The S&P 500 dipped into correction territory at one point during the quarter. It rallied but was still down almost 5 per cent for the period after another sell-off on March 31. The Dow also was down more than 10 per cent at one point, before finishing the quarter lower by 4.6 per cent. Nasdaq was the hardest hit, ending the quarter down 9.1 per cent. It was the worst three months for the major U.S. indexes since the start of the pandemic in the first quarter of 2020.

The S&P/TSX Composite Index fared better, ending the first quarter with a gain of 3.1 per cent. Energy stocks were the main contributors, with the S&P/TSX Capped Energy Index advancing 36.2 per cent. Gold and mining stocks also contributed, with the S&P/TSX Global Mining Index posting an advance of 22.5 per cent. Financials, the largest sector on the TSX, finished slightly above break-even at 1.4 per cent. As in the United States, information technology stocks were hammered, dropping 20.7 per cent.

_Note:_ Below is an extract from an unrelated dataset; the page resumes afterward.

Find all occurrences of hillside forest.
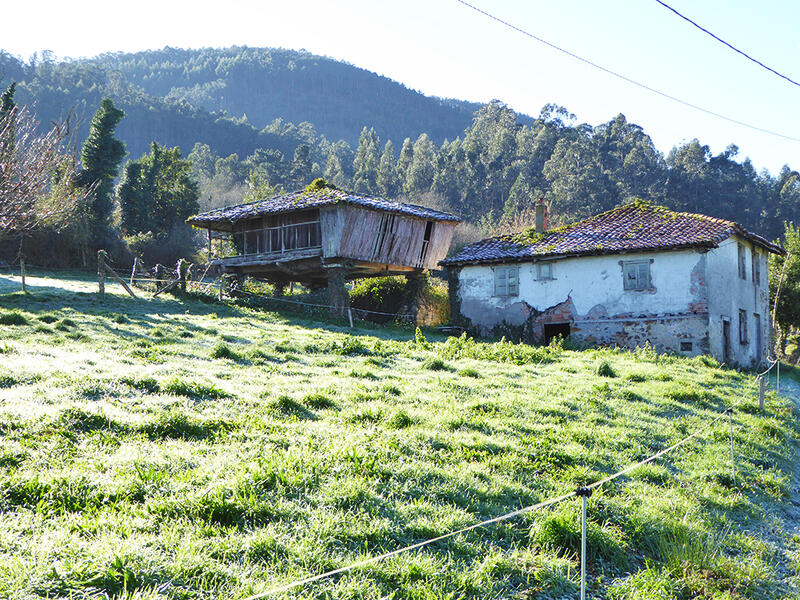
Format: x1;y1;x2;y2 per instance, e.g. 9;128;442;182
2;46;800;329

Bonds offered no refuge from stock-market volatility. The FTSE Canada Universe Bond Index was down almost 7 per cent in the quarter. FTSE’s Long-Term Bond Index dropped 11.7 per cent and the Real Return Index lost 9.3 per cent. Even short-term bonds lost ground, slipping about 3 per cent.

So, what happens now? I expect financial stocks to perform better over the rest of the year. They started the year slowly, consolidating the strong gains made in December. But rising interest rates favour banks and insurance companies. That will show up on the bottom lines as the year progresses and will likely spark more dividend hikes.

Conversely, gains in the energy sector will almost certainly slow. We’ve seen a one-year advance of about 90 per cent in the S&P/TSX Capped Energy Index. That is obviously not sustainable. I’m not looking for a plunge in energy stocks, just a levelling off.

Gold has had a strong run, and spot prices for the precious metal have been extremely volatile. But gold funds and stocks should continue to do well as long as uncertainty remains high.

If you’re looking for turnaround potential, try the S&P 500 Information Technology index. It was down 8.6 per cent in the first quarter, but the quality stocks it contains are almost certain to recover. The Invesco S&P 500 Equal Weight Technology ETF (RYT-A) is one option to consider.

As for bonds, forget them for now. Their time will come around in due course.